Springfield arts center seeks state money for upgrades

20-year-old Clark State building a key for downtown’s rebirth, leaders say.


Clark State Community College has asked for $500,000 in state capital money for upgrades to its 20-year-old Performing Arts Center, which local leaders say has been a critical piece in downtown’s rebirth.

The $750,000 project includes a new roof and upgrades to the heating and air conditioning, plus security systems to the building, which has seen more than 1.5 million patrons during the last 20 years.

“There a number of things that need to be done to make sure we maintain it as a state-of-the-art facility,” said Kristin Culp, the vice president of advancement at Clark State.

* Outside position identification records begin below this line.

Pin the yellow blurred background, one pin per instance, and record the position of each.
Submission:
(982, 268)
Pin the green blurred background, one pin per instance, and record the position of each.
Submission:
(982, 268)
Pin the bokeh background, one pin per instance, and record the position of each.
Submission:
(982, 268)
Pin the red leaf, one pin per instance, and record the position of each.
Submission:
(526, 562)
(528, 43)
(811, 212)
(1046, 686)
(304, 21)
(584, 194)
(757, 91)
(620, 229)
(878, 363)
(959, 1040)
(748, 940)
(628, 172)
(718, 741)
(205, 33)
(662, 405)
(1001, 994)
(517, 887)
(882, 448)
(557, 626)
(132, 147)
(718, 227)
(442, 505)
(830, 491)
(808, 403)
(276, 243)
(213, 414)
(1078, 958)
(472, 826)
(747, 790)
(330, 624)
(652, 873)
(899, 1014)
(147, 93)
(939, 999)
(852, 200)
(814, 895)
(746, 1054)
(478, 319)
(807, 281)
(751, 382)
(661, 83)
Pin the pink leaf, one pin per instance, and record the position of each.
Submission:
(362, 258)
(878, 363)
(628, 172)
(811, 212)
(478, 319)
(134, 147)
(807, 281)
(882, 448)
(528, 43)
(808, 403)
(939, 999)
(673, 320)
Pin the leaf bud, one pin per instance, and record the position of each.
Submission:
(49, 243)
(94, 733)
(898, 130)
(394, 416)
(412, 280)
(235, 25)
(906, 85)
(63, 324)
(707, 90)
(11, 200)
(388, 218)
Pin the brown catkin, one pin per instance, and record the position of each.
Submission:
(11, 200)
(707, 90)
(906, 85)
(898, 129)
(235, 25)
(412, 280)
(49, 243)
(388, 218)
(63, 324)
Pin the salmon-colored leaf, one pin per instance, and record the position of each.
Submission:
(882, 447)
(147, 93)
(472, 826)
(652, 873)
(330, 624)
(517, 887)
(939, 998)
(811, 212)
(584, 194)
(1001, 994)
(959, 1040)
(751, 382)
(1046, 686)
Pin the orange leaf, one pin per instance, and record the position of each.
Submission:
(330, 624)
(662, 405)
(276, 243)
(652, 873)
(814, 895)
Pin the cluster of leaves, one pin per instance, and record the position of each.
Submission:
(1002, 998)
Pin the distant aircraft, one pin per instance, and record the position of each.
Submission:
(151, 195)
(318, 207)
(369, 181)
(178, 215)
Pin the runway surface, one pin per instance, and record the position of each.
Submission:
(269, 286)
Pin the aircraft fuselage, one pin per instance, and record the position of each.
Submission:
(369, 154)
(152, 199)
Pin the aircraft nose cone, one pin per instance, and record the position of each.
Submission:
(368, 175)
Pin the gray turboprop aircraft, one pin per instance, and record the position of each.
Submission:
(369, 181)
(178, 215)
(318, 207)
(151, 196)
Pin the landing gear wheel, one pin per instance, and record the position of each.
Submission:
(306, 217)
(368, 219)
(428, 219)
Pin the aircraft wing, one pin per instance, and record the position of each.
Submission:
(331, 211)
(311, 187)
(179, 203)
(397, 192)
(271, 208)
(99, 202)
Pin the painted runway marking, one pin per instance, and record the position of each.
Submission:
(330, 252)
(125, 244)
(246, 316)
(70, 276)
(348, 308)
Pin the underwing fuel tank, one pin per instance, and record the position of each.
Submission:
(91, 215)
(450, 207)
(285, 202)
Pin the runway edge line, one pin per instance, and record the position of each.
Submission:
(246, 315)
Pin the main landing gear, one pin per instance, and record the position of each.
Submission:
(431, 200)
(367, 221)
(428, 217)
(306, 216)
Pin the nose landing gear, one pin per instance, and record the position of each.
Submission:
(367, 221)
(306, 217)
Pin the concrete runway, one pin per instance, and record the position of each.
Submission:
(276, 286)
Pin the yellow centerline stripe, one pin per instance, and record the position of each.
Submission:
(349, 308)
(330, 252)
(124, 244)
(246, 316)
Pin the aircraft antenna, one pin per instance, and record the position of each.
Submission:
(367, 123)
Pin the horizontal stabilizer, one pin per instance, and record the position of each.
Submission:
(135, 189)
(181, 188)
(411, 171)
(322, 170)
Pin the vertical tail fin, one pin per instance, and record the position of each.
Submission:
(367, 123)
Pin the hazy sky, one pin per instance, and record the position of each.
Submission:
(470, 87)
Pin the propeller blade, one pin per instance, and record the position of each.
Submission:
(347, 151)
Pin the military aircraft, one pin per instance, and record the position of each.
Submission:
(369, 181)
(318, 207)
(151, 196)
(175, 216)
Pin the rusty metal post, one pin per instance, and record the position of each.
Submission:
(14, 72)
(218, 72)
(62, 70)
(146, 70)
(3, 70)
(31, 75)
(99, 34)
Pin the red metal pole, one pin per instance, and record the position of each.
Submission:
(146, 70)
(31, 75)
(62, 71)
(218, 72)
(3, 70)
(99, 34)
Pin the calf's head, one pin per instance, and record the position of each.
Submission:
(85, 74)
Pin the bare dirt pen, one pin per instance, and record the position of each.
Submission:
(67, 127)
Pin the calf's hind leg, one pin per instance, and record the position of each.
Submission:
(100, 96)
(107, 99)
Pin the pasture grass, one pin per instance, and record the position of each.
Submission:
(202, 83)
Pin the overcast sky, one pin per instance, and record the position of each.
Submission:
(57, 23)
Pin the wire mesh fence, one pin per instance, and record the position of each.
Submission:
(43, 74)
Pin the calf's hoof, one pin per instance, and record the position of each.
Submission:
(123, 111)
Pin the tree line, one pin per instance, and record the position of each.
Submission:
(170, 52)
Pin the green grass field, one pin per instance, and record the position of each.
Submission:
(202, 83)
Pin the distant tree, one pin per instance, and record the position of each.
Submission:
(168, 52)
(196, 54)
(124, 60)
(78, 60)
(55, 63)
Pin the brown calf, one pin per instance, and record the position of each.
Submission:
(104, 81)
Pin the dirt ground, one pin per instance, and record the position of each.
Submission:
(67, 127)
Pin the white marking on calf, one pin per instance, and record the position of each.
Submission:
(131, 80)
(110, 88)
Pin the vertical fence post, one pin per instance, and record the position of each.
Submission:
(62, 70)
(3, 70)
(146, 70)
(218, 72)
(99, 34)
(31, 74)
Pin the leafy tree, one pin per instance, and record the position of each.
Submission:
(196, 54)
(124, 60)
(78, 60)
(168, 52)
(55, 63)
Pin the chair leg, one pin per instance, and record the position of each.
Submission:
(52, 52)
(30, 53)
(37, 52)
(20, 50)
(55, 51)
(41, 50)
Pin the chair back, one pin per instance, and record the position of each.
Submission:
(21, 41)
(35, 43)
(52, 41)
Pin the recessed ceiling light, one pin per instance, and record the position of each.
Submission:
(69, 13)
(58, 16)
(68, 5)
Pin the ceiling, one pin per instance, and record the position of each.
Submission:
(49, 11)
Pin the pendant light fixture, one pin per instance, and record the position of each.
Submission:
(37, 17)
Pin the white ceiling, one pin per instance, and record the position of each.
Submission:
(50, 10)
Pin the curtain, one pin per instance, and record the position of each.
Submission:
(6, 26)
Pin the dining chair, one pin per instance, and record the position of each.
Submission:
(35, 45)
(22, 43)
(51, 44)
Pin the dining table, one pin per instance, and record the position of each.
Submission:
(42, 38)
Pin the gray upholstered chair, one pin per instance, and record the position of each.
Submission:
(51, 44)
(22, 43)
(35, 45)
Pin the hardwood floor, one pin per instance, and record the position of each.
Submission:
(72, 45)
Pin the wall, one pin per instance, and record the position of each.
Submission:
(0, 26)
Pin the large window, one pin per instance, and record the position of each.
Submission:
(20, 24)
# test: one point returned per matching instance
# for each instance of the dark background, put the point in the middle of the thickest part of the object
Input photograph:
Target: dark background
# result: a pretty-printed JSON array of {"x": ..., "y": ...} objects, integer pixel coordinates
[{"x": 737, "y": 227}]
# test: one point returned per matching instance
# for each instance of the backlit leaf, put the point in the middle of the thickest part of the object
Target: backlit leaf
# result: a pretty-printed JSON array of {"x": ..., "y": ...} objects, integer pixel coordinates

The request was made as part of the Dayton Development Coalition’s list of capital projects for the state capital bill. The coalition saw more than 100 applications and submitted 36 for approval, worth approximately $31 million.

Clark State’s request ranked 20th on the list, which included three other Springfield-based projects, such as a unmanned aerial systems hangar at the Springfield-Beckley Municipal Airport.

The college has also received letters of support from the Greater Springfield Chamber of Commerce, the Ohio Arts Presenters Network, Springfield Symphony Orchestra and the Springfield Arts Council.

If the funding is approved, Culp said construction could begin sometime late next year. The immediate need is a new roof, which will be replaced in the near future regardless of state funding.

“It’s got an estimated life of 20 years, and here we are,” Culp said.

The building was constructed in 1993 for $15.2 million, including an $8 million capital campaign and $6 million in state funding. The center hosts a variety of events at both the 1,500-seat Kuss Auditorium, the 200-seat Turner Studio Theatre.

The Performing Arts Center’s annual budget is $2 million, which is supported through ticket sales, facility rentals, grants, sponsorships and private dollars.

Culp said the building has become an important part of the community and must be maintained for future generations.

“It’s been critical to the rebirth of downtown Springfield,” Culp said.

City Manager Jim Bodenmiller said Clark State’s made a major investment into Springfield’s downtown and are being “good stewards” of their building by submitting the request.

“We tend to get caught up in recent additions, and we forget how new the Performing Arts Center still is to our downtown,” Bodenmiller said. “It was one of the original anchors for the renovation that we’re seeing. I’m very supportive of what they’re trying to do here.”

The PAC has become “the heart” of the performing arts in Clark, Champaign, Logan and Greene counties, according to the application. Audience zip codes, license plates and credit card orders show patrons are traveling from all corners of Ohio and from neighboring states.

The economic impact of the building is immense, Culp said.

“When people come here for a performance, they also purchase meals, lodging and other peripheral services,” Culp said.

The PAC also serves six local arts groups, including the Frontiers, Ohio Lyric Theatre, Springfield Arts Council, Springfield Civic Theatre, Springfield Symphony Orchestra and Wittenberg University. The center is home to the college’s theatre program and Project Jericho.

The PAC added the $5.6 million, 27,000-square-foot Hollenbeck Bayley Creative Arts and Conference Center in 2011, which also included $1.7 million in state funding. The Grand Hall can accommodate up to 500 people for conferences, meetings or performances, while it also has classrooms, labs and an art studio.

Hollenbeck Bayley’s construction, Culp said, was a testament to the Performing Arts Center’s success.

“We simply needed more space,” Culp said.

Bodenmiller said the arts center and the conference center are big economic and tourism drivers downtown.

“It helps keep the hotels going strong,” Bodenmiller said.

Clark State serves approximately 5,000 students in its four-county service area, including 1,365 students at its Greene Center in Beavercreek.